Chegou. Na portaria, o olhar do porteiro já era de intimidade.
- Bom dia, moça... Ele ainda não chegou. Sente ali, por favor.
- Obrigada...
O olhar do porteiro dizia muito, mas Flaviana não queria ver. Foi resignada para o sofá marrom claro, já íntimo dela, fazer o que vinha fazendo há mais de um mês: esperar Cassiano. Até o nome dos dois combinava: Flaviana e Cassiano! Ali ela deu uma última espiada na caixa pra ver se no trajeto alguma coisa não havia saído do lugar. Antes que ela pudesse fazer algo mais ouviu a voz do porteiro como que num alerta
-Bom dia, seu Cassiano!
O coração de Flaviana pulou desritmado. O que ela diria? Sabia que estava sendo insistente, até inconveniente, às vezes: mas onde ficava aquela vontade incontrolável de vê-lo? Como esquecer aqueles beijos, abraços, aquela pegada gostosa que ele tinha? Era preciso arriscar tudo.
Ela se levantou e já viu Cassiano, olhando pra ela sem surpresa nenhuma.
- Bom dia, Flaviana... Tudo bem?
Flaviana percebia o tom formal e quase seco na voz de Cassiano, mas acreditava piamente que era possível reverter a situação. Ele havia olhado pra ela um dia com vontade, com interesse e com desejo: isso tudo não podia ter sumido assim, sem mais nem menos. Ela sentia dentro de si que se ele visse toda sua dedicação, todo seu empenho em conquistá-lo, todo o amor que ela demonstrava a cada gesto, a cada presente, a cada momento que estava ali à disposição dele de repente tudo que viveram podia ser reacendido, revivido. Não é de esperanças e sonhos que vivem as mulheres?

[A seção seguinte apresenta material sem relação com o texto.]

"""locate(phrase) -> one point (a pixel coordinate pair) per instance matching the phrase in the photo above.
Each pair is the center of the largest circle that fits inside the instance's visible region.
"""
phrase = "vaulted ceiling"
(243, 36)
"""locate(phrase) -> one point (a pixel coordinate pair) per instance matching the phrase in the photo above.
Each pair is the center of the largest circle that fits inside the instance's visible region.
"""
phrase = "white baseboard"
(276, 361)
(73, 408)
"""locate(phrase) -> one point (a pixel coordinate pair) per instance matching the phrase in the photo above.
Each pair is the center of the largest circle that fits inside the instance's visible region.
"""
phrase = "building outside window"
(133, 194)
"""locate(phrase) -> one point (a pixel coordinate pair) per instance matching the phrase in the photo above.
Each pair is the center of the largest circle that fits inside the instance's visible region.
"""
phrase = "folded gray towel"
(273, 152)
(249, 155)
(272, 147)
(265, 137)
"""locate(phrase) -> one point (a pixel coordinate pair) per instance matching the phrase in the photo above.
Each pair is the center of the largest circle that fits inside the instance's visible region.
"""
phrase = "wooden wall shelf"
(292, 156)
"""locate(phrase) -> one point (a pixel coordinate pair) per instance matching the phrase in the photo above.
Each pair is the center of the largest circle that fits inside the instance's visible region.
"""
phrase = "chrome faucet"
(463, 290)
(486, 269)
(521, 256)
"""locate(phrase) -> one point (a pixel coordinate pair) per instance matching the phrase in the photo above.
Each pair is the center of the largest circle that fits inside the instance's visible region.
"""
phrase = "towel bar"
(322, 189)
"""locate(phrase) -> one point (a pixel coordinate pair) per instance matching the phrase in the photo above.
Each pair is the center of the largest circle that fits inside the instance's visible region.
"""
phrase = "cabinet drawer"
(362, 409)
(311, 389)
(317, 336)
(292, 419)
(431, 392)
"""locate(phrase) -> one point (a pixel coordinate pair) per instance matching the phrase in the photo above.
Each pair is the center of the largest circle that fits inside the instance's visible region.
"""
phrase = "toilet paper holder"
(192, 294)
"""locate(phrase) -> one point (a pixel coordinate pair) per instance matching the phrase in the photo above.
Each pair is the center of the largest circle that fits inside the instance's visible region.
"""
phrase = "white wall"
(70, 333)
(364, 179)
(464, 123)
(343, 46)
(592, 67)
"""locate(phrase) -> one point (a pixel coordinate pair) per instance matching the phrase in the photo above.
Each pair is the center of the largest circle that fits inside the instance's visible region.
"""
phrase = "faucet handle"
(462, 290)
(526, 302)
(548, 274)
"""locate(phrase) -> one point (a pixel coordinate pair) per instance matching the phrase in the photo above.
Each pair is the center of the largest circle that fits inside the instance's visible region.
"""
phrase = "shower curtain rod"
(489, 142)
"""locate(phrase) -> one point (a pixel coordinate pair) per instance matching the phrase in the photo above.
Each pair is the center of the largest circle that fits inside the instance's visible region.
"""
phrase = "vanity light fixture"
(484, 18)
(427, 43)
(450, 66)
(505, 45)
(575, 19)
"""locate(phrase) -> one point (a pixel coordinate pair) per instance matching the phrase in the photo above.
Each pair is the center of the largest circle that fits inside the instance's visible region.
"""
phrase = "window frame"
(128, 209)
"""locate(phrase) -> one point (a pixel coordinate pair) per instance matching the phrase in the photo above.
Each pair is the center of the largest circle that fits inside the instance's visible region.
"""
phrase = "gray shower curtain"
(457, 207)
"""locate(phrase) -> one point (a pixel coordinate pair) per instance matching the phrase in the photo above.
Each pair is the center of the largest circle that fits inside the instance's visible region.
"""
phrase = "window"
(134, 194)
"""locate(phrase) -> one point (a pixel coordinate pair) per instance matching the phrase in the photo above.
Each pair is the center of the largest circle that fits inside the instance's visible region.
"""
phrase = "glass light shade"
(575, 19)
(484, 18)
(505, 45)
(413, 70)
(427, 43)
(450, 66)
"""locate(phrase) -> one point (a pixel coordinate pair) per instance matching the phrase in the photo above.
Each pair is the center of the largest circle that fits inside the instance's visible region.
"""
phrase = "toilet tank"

- Bom dia... Hey! Trouxe isso pra você. Café da manhã...
- Não precisava, Cassiana. Mesmo.
- Imagina... Tem tanta coisa gostosa! Você vai gostar.
Flaviana estendeu a caixa de forma que não havia outro remédio além de Cassiano pegar. Desconfortável, porém paciente, ele segurou a caixa.
- Obrigado.
- Espero que goste.
-Claro. Vou gostar sim.
Um silêncio incômodo fez com que os dois ficassem sem jeito. A esperança de Flaviana era tanta que ela sempre aguardava que ele pudesse recompensá-la com um beijo, um abraço, uma carícia no rosto que fosse, mas ele se limitou a ficar em silêncio esperando que ela tomasse a iniciativa de ir embora.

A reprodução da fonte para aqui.